Michelle Scott, TRC Edinburgh and London, shares a guide to building, or re-building, self-accountability through difficult circumstances. These have been difficult times for all. Take some time to take stock and re-orientate using these helpful tools.

The emotional landscape of the last few months has been ever-changing. One irksome constant for many is frustration at our inability to achieve as much as we would like. 

On how many days are to do lists abandoned, running shoes unworn and the mess of our homes a weary reminder of more to do?

Previous posts have explored the ideas that we are experiencing  a paralysis of anxiety or a form of retreat as part of a grieving process

It may also be that we struggle to be accountable to ourselves.  

Without the watchful eye of our teachers, bosses or peers have we fallen into a “What’s the point?” frame of mind?

There is, of course, a great value in deciding when we have reached our limit and taking a duvet day. That would be an act of self-care. 

An inability to be take up accountability for ourself is the opposite.  We are not able to set healthy internal boundaries.  We slump into a fog of inaction and self-recrimination.  

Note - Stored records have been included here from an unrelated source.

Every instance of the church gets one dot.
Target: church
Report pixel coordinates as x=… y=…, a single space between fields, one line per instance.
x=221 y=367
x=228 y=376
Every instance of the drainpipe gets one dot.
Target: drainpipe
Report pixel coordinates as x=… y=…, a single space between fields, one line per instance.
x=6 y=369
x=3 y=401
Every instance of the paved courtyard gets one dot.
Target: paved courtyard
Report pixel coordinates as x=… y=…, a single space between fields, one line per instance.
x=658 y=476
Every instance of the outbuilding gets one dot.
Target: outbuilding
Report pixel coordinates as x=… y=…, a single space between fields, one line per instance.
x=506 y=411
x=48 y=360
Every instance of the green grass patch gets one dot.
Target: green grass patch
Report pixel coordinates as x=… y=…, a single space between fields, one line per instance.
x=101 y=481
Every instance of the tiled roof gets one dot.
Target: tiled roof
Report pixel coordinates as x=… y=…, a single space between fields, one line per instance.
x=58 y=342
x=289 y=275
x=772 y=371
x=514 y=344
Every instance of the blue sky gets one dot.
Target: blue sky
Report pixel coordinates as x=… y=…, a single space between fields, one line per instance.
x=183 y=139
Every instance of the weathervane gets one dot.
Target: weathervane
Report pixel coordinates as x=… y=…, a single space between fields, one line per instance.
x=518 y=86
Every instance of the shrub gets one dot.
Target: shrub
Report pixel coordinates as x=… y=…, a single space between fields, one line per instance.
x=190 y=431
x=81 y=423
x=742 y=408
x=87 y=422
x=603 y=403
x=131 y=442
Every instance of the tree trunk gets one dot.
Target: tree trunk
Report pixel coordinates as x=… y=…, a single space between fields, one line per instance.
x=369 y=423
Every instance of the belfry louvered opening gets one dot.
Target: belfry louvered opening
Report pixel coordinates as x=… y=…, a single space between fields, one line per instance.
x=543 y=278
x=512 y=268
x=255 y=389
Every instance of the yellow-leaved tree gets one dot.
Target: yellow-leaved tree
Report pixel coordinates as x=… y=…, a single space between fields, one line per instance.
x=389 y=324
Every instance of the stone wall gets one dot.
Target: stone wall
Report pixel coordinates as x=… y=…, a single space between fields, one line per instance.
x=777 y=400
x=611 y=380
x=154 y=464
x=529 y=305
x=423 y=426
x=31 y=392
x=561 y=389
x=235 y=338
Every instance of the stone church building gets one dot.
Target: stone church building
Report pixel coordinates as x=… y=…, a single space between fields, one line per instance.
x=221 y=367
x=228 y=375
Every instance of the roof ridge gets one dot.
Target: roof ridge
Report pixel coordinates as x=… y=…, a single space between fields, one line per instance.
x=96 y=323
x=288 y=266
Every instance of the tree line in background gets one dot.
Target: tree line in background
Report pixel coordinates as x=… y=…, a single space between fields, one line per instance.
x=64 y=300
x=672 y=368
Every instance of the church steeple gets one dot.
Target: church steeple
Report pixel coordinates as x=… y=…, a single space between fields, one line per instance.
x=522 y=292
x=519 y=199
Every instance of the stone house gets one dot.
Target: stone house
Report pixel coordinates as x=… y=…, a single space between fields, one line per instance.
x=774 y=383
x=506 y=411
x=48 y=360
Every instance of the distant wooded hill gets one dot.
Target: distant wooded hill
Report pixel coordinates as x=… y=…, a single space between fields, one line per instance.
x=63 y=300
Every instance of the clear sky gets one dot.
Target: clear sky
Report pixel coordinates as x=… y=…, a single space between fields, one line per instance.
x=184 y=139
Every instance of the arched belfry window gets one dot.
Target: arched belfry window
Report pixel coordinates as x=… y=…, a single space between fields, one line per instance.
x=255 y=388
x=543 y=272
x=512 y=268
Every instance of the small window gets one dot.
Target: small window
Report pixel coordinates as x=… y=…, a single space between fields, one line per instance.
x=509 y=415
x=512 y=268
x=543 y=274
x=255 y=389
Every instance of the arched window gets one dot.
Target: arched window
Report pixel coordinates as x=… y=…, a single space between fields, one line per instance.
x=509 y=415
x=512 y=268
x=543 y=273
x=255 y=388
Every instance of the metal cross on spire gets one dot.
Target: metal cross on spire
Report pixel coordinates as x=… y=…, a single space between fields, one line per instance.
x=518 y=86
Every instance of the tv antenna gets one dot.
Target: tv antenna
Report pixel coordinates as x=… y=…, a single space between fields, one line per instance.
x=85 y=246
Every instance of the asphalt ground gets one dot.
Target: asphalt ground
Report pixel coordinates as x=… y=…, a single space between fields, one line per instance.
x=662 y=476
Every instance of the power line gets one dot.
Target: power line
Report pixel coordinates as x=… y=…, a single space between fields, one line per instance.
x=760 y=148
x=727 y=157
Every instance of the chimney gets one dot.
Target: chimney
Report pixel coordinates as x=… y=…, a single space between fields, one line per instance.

Setting Healthy Internal Boundaries

Healthy internal boundaries allow us to meet our physical, mental and emotional needs.  They can include setting meaningful goals and following through with actions. 

So why might it be so hard to stay on track when we don’t have another to be accountable to? 

If we have early role models for healthy boundaries we will internalise and value them. We will understand the importance of taking responsibility for our own well being. We will enjoy the ability to exert a positive  influence on our self esteem by taking care of our self. 

For some this does not happen.  

We may have a codependent role with others where our means of feeling safe is to keep them happy.  As children we may have had to do this to survive in an uncertain or unsafe environment.  Our sense of self and our sense of worth become based on meeting the needs and wants of those we depend upon.  We do not learn to understand what we need beyond the need to feel safe. We do not believe that we deserve to have needs. 

If we do not have a secure attachment as our foundation we will struggle to individuate.  Separation and being alone will create anxiety rather than an opportunity to gain confidence.  We may develop patterns of avoidance to manage this anxiety so that we deny the loss or need of the other.  

Navigating Avoidance

Avoidance of feelings is a crude tool and can soon lead to us feeling unable to manage any feeling.  We begin to feel as helpless as we feared we may be.  We shy away from every situation or trigger that we sense will create an emotional response.  

If we add a harsh inner critic in the mix, being accountable to ourselves becomes overwhelming and can feel impossible.

Self-accountability and working on internal boundaries may sound like a military school.  It is, in fact, an opportunity to show ourselves love and to grow more fully into our sense of self.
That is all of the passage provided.